Aimé Richardt
ÉRASME
(1469-1536)

Érasme par Holbein le jeune

Une intelligence au service de la paix
Chaque nouveau livre d'Aimé Richardt est une agréable découverte. De formation scientifique, n'étant agrégé que de lui-même (du moins je le suppose) cet auteur écrit des ouvrages qui ne sont jamais un pensum d'homme de lettres, ne suintent pas l'ennui d'un produit universitaire. Ses biographies secrètent un parfum subtil et nous incitent à mieux connaître la personnalité qu'il décrit sans pédantisme.

Aimé Richardt nous emmène ici à travers une lecture gourmande, à plonger dans l'époque trouble où vécut Érasme et à nous faire aimer ce personnage hors du commun.

Voilà un penseur dont tout le monde parle ou a entendu parler sans l'avoir jamais lu dans le texte - il écrit en latin - et, si les étudiants l'ont abordé en classe de philo, ils n'en ont généralement pas gardé un souvenir époustouflant.

Je ne fais pas exception à la règle. Pourtant, j'aurais dû me méfier, Érasme comptait Rabelais parmi ses amis et tout ce qui touche à Rabelais m'enchante !

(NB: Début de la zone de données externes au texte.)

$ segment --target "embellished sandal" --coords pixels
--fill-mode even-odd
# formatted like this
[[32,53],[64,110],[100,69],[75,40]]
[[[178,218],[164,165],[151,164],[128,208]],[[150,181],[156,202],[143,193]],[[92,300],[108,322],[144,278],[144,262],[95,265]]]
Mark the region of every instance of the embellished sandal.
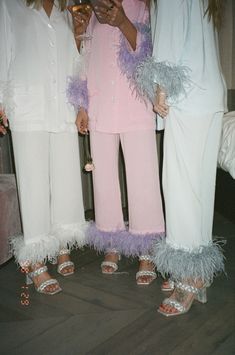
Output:
[[[34,278],[43,274],[44,272],[47,272],[47,266],[42,266],[39,267],[38,269],[29,272],[28,274],[26,274],[26,285],[31,285],[34,284],[35,286],[35,290],[39,293],[43,293],[45,295],[55,295],[56,293],[59,293],[62,291],[58,281],[56,279],[48,279],[45,281],[42,281],[39,286],[35,285],[35,281]],[[48,291],[47,287],[48,286],[52,286],[52,285],[57,285],[57,288],[54,291]]]
[[[187,313],[193,301],[199,301],[201,303],[207,302],[206,296],[206,286],[204,285],[201,288],[194,287],[192,285],[186,285],[182,282],[178,282],[175,285],[175,294],[176,298],[166,298],[160,307],[158,312],[166,317],[179,316],[181,314]],[[190,295],[192,296],[191,298]],[[180,300],[177,300],[180,299]],[[188,298],[188,300],[187,300]],[[185,301],[185,304],[183,302]]]
[[[147,261],[150,265],[152,263],[151,257],[149,255],[141,255],[139,257],[139,260],[140,261]],[[137,285],[148,286],[157,278],[157,274],[154,271],[155,266],[153,266],[153,265],[151,265],[151,266],[152,266],[152,270],[140,270],[136,273]],[[145,278],[147,280],[147,282],[144,282],[143,278]]]
[[162,283],[161,291],[163,292],[173,292],[175,289],[175,282],[171,279],[165,280]]
[[[70,255],[69,249],[61,249],[58,256],[60,257],[62,255]],[[71,269],[73,269],[73,271],[63,272],[63,270],[66,270],[67,268],[71,268]],[[62,263],[58,263],[57,272],[58,272],[58,274],[60,274],[62,276],[73,275],[74,274],[74,263],[71,260],[67,260]]]
[[[121,255],[119,254],[119,252],[116,249],[108,250],[107,254],[105,255],[105,258],[109,255],[116,256],[117,261],[121,260]],[[112,275],[118,270],[118,264],[115,261],[104,260],[100,266],[101,266],[102,274]],[[107,267],[110,268],[111,270],[107,271]]]

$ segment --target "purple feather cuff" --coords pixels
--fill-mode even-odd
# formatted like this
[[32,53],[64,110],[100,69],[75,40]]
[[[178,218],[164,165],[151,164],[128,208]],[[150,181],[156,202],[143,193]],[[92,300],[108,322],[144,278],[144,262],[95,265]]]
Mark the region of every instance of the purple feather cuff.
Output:
[[134,234],[127,230],[106,232],[99,230],[95,223],[91,223],[87,230],[87,243],[98,252],[116,249],[125,256],[140,256],[149,254],[157,240],[165,233]]
[[78,76],[69,76],[66,95],[68,102],[74,106],[76,111],[79,111],[80,108],[88,109],[89,98],[86,80],[82,80]]
[[152,40],[149,26],[143,23],[135,23],[134,25],[137,29],[136,50],[132,50],[123,34],[120,35],[118,50],[119,68],[122,74],[126,75],[131,84],[133,80],[133,73],[137,65],[147,56],[151,56],[152,54]]

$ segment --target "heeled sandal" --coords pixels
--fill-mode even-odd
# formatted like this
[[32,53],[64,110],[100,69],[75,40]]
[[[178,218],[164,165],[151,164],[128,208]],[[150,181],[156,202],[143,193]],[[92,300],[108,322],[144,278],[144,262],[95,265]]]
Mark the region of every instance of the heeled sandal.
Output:
[[[34,271],[31,271],[29,272],[28,274],[26,274],[26,285],[32,285],[34,284],[34,287],[35,287],[35,290],[39,293],[43,293],[45,295],[55,295],[56,293],[59,293],[62,291],[62,288],[60,287],[58,281],[56,279],[48,279],[48,280],[45,280],[45,281],[42,281],[39,286],[36,286],[35,285],[35,282],[34,282],[34,278],[43,274],[44,272],[47,272],[47,266],[42,266],[42,267],[39,267],[38,269],[34,270]],[[51,286],[51,285],[58,285],[58,288],[55,289],[54,291],[48,291],[46,290],[46,288],[48,286]]]
[[[183,291],[186,295],[187,294],[192,294],[193,297],[191,298],[191,300],[188,302],[188,304],[184,305],[181,302],[177,301],[176,299],[173,298],[166,298],[163,302],[162,302],[162,306],[166,305],[166,306],[170,306],[171,310],[175,310],[175,312],[167,312],[162,310],[160,307],[158,308],[158,312],[160,314],[162,314],[165,317],[173,317],[173,316],[179,316],[181,314],[185,314],[187,313],[192,304],[193,301],[196,300],[200,303],[206,303],[207,302],[207,295],[206,295],[206,286],[204,285],[201,288],[197,288],[194,287],[192,285],[187,285],[184,284],[182,282],[178,282],[175,285],[175,290],[181,290]],[[163,307],[162,307],[163,308]],[[164,308],[163,308],[164,309]]]
[[[109,254],[114,254],[114,255],[117,256],[118,261],[121,260],[121,255],[119,254],[119,252],[116,249],[108,250],[106,255],[105,255],[105,257],[108,256]],[[118,270],[118,264],[117,264],[117,262],[114,262],[114,261],[108,261],[108,260],[106,261],[106,260],[104,260],[104,261],[102,261],[100,266],[101,266],[102,274],[106,274],[106,275],[107,274],[112,275]],[[111,271],[107,271],[107,270],[105,271],[106,267],[109,267],[112,270]]]
[[[147,261],[147,262],[151,262],[151,258],[149,255],[141,255],[139,257],[140,261]],[[136,273],[136,283],[139,286],[149,286],[156,278],[157,278],[157,274],[154,271],[155,267],[153,266],[152,270],[140,270]],[[138,281],[140,280],[142,277],[147,277],[149,279],[148,282],[143,282],[143,281]]]
[[[61,249],[58,256],[70,255],[69,249]],[[62,272],[64,269],[73,268],[73,271]],[[63,263],[58,263],[57,266],[58,274],[62,276],[70,276],[74,274],[74,263],[71,260],[64,261]]]
[[171,279],[165,280],[162,283],[161,291],[163,292],[173,292],[175,289],[175,282]]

Je dois avouer ma stupéfaction et mon enthousiasme en découvrant cet Érasme mythique que vient me proposer Aimé Richardt.

Si l'Éloge de la Folie - titre épatant - recouvre un essai aimable, je confesse avec contrition que je n'ai jamais réussi à le lire jusqu'au bout ! Eh bien je vais m'y remettre, pour voir, si Aimé-le-magicien nous dore la pilule ou si son admiration est fondée.

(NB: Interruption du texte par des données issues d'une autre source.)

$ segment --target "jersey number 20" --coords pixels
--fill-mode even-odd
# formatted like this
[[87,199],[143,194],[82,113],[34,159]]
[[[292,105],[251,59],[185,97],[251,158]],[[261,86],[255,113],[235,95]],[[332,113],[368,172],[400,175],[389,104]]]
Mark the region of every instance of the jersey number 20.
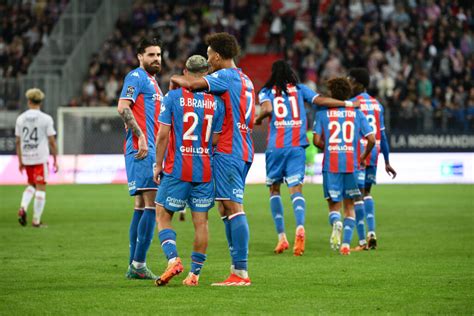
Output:
[[[333,129],[334,128],[334,129]],[[345,143],[352,143],[354,140],[354,123],[345,121],[340,124],[338,121],[329,122],[329,130],[332,131],[329,136],[329,143],[339,144],[344,140]],[[339,133],[342,130],[342,140],[339,138]]]

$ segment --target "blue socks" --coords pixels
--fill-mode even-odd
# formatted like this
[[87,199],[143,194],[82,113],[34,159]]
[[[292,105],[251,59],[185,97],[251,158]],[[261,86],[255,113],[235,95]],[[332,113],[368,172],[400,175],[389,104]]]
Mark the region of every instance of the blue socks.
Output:
[[272,211],[273,222],[278,234],[285,232],[285,220],[283,219],[283,203],[279,195],[270,197],[270,209]]
[[204,261],[206,261],[206,255],[204,253],[194,252],[191,254],[191,272],[195,275],[201,273]]
[[232,261],[236,270],[247,271],[249,249],[249,225],[244,212],[229,216],[232,239]]
[[335,222],[341,220],[341,213],[338,211],[331,211],[329,212],[329,225],[334,225]]
[[375,232],[375,206],[371,196],[364,197],[365,218],[367,219],[367,230]]
[[352,217],[344,218],[343,227],[344,232],[342,234],[342,243],[350,245],[352,240],[352,232],[354,231],[355,227],[355,219]]
[[143,209],[136,208],[133,211],[132,222],[130,223],[130,230],[128,231],[128,236],[130,239],[129,249],[130,249],[130,257],[128,260],[128,264],[132,263],[133,257],[135,256],[135,248],[137,246],[137,238],[138,238],[138,223],[140,222],[140,218],[142,218]]
[[304,226],[306,201],[303,194],[300,192],[292,194],[291,203],[293,204],[293,212],[295,213],[296,227]]
[[233,248],[232,248],[232,234],[231,234],[231,228],[230,228],[230,220],[227,218],[227,216],[222,216],[221,219],[224,222],[225,237],[227,238],[227,245],[229,247],[229,253],[232,259],[232,264],[234,264],[234,257],[232,256]]
[[356,215],[357,235],[359,236],[359,242],[360,241],[365,241],[364,201],[356,201],[354,203],[354,210],[355,210],[355,215]]
[[135,255],[133,260],[136,262],[145,262],[148,248],[150,248],[155,231],[155,208],[145,207],[143,215],[138,222],[137,243],[135,246]]
[[176,232],[172,229],[166,228],[158,233],[160,238],[161,248],[168,260],[178,256],[176,249]]

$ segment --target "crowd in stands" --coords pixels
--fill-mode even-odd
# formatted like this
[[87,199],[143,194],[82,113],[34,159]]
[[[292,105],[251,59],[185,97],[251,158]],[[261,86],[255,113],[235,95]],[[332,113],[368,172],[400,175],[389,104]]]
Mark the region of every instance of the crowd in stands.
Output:
[[206,56],[206,34],[228,32],[245,47],[248,28],[258,1],[139,1],[120,17],[113,34],[94,55],[80,98],[70,106],[115,106],[125,75],[138,66],[136,47],[144,36],[163,43],[162,72],[158,76],[163,92],[171,75],[181,73],[186,58]]
[[26,74],[68,0],[0,1],[0,78]]
[[[332,3],[313,16],[315,23],[306,30],[288,35],[282,24],[282,35],[270,38],[269,49],[281,47],[300,78],[314,88],[323,89],[326,79],[344,76],[351,67],[368,67],[369,93],[385,105],[386,125],[393,130],[474,130],[470,1]],[[276,13],[272,24],[279,18],[291,22]]]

Érasme, fils de curé est ordonné prêtre à contre-cœur en 1492, l'année même que Colomb découvre l'Amérique. Il se morfond, se caille et se gèle l'esprit dans les tristes institutions où il subit les nourritures avariées qu'on lui sert au propre et au figuré.

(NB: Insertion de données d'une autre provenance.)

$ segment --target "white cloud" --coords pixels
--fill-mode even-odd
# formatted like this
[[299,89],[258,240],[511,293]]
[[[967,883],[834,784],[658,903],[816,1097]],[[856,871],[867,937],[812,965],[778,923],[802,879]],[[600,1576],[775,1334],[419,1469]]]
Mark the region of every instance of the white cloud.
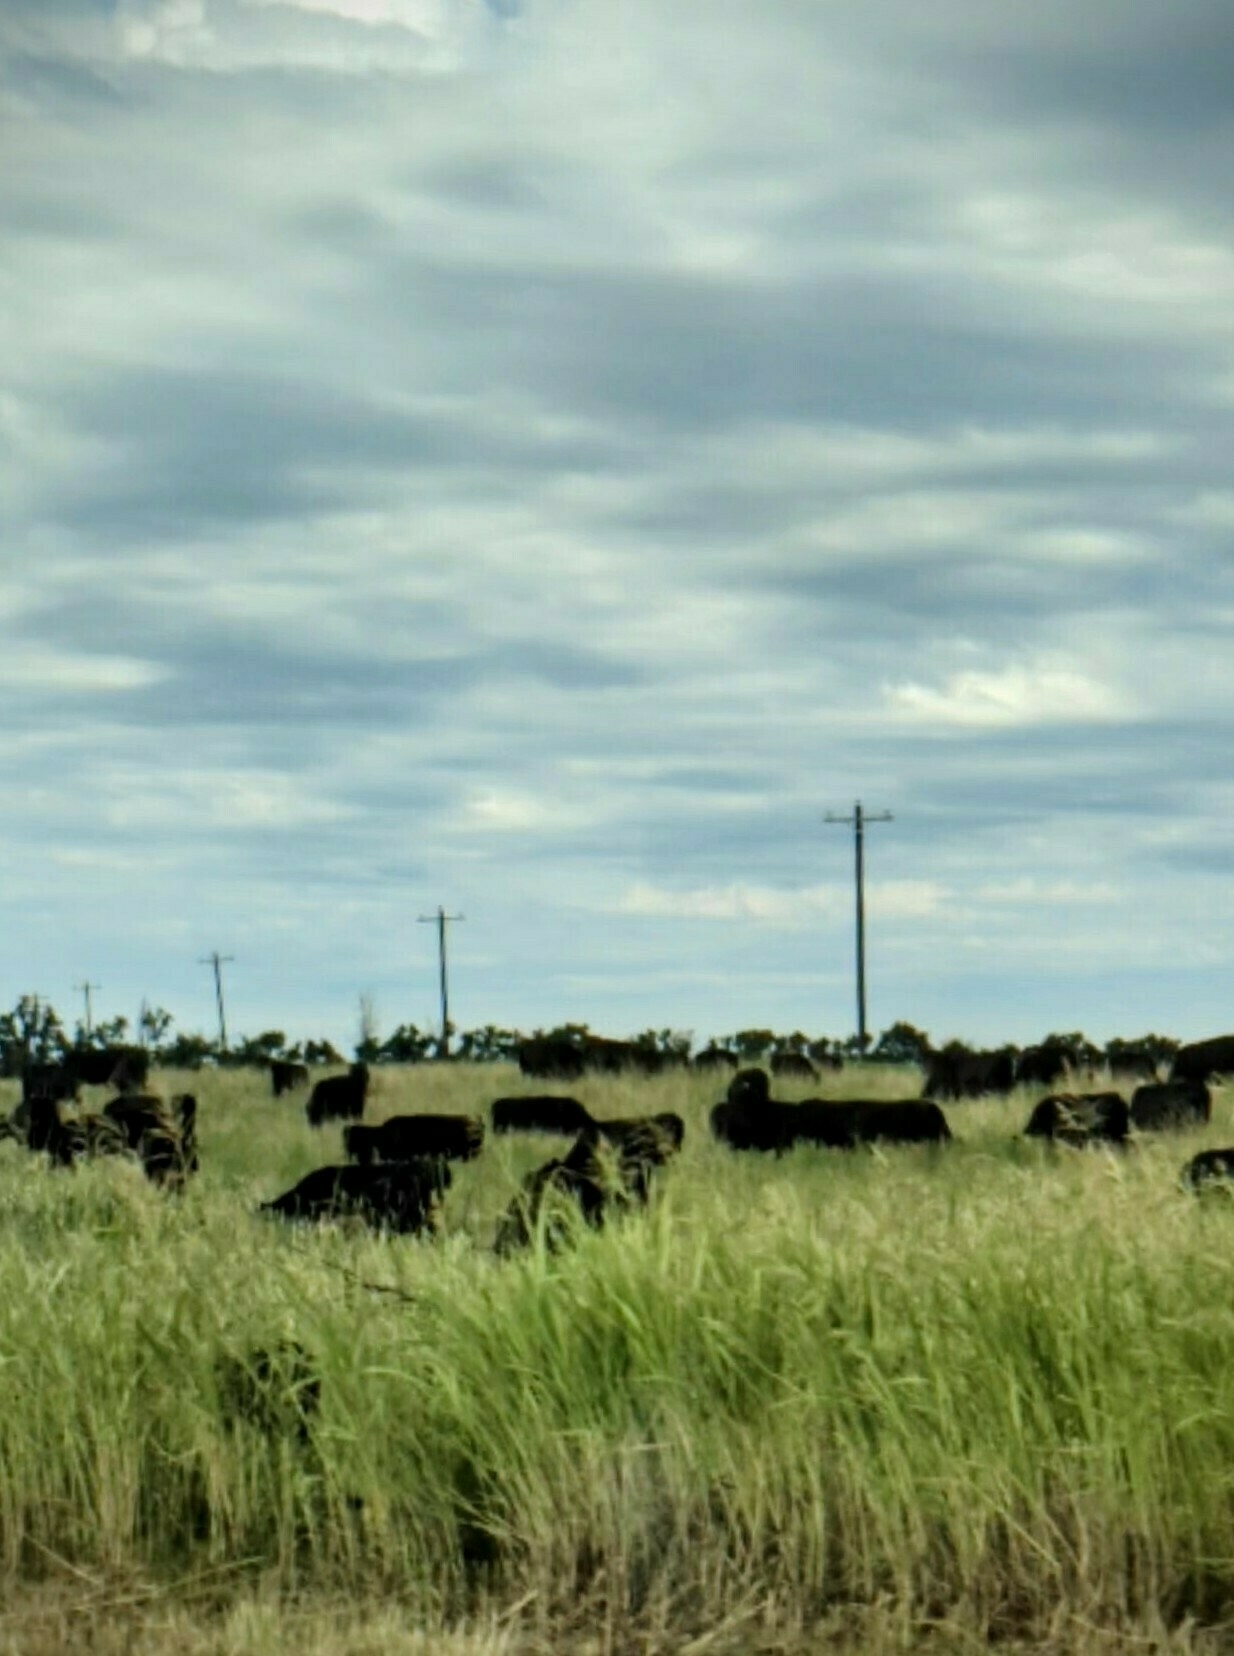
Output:
[[965,669],[941,685],[884,684],[883,705],[894,719],[908,723],[973,729],[1106,723],[1133,712],[1119,687],[1049,659]]
[[350,807],[274,771],[192,770],[127,775],[96,784],[100,814],[112,828],[200,831],[275,830],[342,822]]
[[27,694],[140,690],[167,677],[156,662],[132,656],[72,654],[67,650],[39,650],[17,645],[4,647],[6,683]]
[[256,10],[263,7],[291,7],[298,11],[325,12],[353,23],[388,23],[418,34],[440,34],[445,26],[445,0],[244,0]]
[[[946,900],[945,889],[928,880],[871,881],[866,907],[883,919],[921,919],[935,914]],[[655,915],[678,920],[752,920],[759,925],[795,928],[832,920],[852,910],[852,895],[833,885],[781,889],[730,885],[673,889],[636,880],[617,902],[621,914]]]
[[1076,903],[1099,907],[1116,903],[1124,895],[1110,880],[1044,880],[1031,874],[1010,880],[986,880],[973,891],[973,899],[980,904],[1056,903],[1066,908]]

Une chance se présente, l'évêque de Cambrai souhaite se faire accompagner par un bon latiniste au cours d'un prochain voyage à Rome.

Érasme est engagé mais le voyage toujours remis. Il demande à son protecteur une bourse pour poursuivre ses études théologiques à Paris afin d'obtenir son doctorat. Il en obtient une, mais l'évêque se montre pingre.

Prenant pension au Collège Montaigu où la nourriture est chiche mais où il a le bonheur de travailler sous la direction de Jean Standonck qui restera toujours son ami.

Érasme par Albert Dürer
Au fil des ans et des enseignements, Érasme acquerra une personnalité forte aux convictions solides, ouvert aux idées nouvelles, lui permettant d'intervenir par la plume, avec fermeté, dans le formidable débat d'idées qui oppose l'Église sclérosée aux partisans de la Réforme.

Tout au long de cette guerre il expose en philosophe, ses réflexions sur les rapports entre la raison et la foi, sachant conserver son sang-froid. Demeurant sur la ligne de crête, il saura raison garder, s'efforçant d'éviter le schisme dévastateur qu'il pressent.

Certes, il est déchiré entre sa fidélité à l'Église et son refus d'approuver les abus de la papauté, entre une réforme nécessaire et la Réforme violente prônée par Luther qui n'apporte pas au monde la paix du Christ.

Au milieu de cette détestable querelle qui déchire les Chrétiens, Aimé Richardt rapporte dans son ouvrage une plaisante anecdote.

Avant d'arriver à Aix-le-Chapelle où il allait recevoir la couronne impériale, Charles Quint s'arrête à Cologne. En tant que conseiller du futur empereur, Érasme faisait partie de sa suite. Frédéric, l'Électeur de Saxe, le protecteur de Luther, souhaita rencontrer le philosophe et lui demande tout à trac : «Dites-moi quel péché a donc commis Luther pour qu'on lui en veuille tant ?» «Deux bien grands, répondit Érasme : il a touché à la couronne des papes et au ventre des moines.»

En fait, le fond de cette querelle meurtrière passe bien au-dessus de la compréhension du commun des mortels, le problème tient à la réponse apportée à ces deux questions : La liberté humaine tient-elle une place dans l'acte de foi ? Et si oui, que devient la grâce de Dieu ? Des dizaines de milliers de morts, la ruine, la destruction et d'incommensurables souffrances, n'y ont toujours pas répondu clairement.

Par ses écrits, Érasme devint l'auteur le plus célèbre et le plus lu de son temps. Un libraire d'Oxford affirmait en 1520, qu'«un tiers de ses ventes étaient des œuvres d'Érasme».